Extreme learning machine for reduced order modeling of turbulent geophysical flows
Omer San, Romit Maulik

TL;DR
This paper introduces an extreme learning machine-based method to enhance reduced order models of turbulent geophysical flows, significantly reducing computational costs while maintaining accuracy over long simulations.
Contribution
It presents a novel neural network approach for dynamically computing eddy-viscosity closures in reduced order models of turbulent flows.
Findings
Significant reduction in computational time.

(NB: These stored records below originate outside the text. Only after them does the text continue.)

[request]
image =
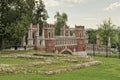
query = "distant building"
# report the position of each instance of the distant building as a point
(48, 42)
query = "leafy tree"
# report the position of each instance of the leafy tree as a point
(40, 14)
(61, 20)
(92, 36)
(14, 18)
(106, 31)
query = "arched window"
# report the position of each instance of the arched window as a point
(49, 35)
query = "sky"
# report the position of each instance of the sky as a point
(88, 13)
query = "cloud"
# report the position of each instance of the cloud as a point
(89, 18)
(112, 6)
(53, 3)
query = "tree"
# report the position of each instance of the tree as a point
(92, 36)
(14, 18)
(106, 30)
(61, 20)
(40, 14)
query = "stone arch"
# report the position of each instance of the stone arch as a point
(66, 49)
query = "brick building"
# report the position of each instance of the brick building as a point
(48, 42)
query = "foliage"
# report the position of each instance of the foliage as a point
(40, 14)
(61, 20)
(106, 31)
(15, 18)
(92, 36)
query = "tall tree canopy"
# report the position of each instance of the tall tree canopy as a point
(15, 18)
(40, 14)
(61, 20)
(92, 36)
(106, 30)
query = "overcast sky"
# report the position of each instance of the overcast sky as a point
(85, 12)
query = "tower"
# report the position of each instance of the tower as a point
(65, 31)
(49, 36)
(80, 35)
(33, 35)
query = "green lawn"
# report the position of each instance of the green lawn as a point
(109, 70)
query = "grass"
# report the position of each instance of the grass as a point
(111, 55)
(109, 70)
(17, 60)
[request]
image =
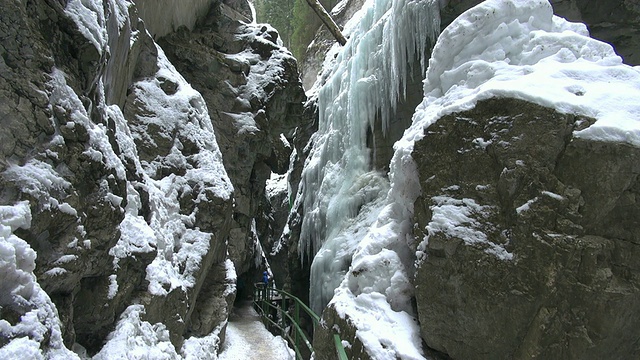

Effective retention of full-order model dynamics.
Robust performance for larger time steps.
Abstract
We investigate the application of artificial neural networks to stabilize proper orthogonal decomposition based reduced order models for quasi-stationary geophysical turbulent flows. An extreme learning machine concept is introduced for computing an eddy-viscosity closure dynamically to incorporate the effects of the truncated modes. We consider a four-gyre wind-driven ocean circulation problem as our prototype setting to assess the performance of the proposed data-driven approach. Our framework provides a significant reduction in computational time and effectively retains the dynamics of the full-order model during the forward simulation period beyond the training data set. Furthermore, we show that the method is robust for larger choices of time steps and can be used as an efficient and reliable tool for long time integration of general circulation models.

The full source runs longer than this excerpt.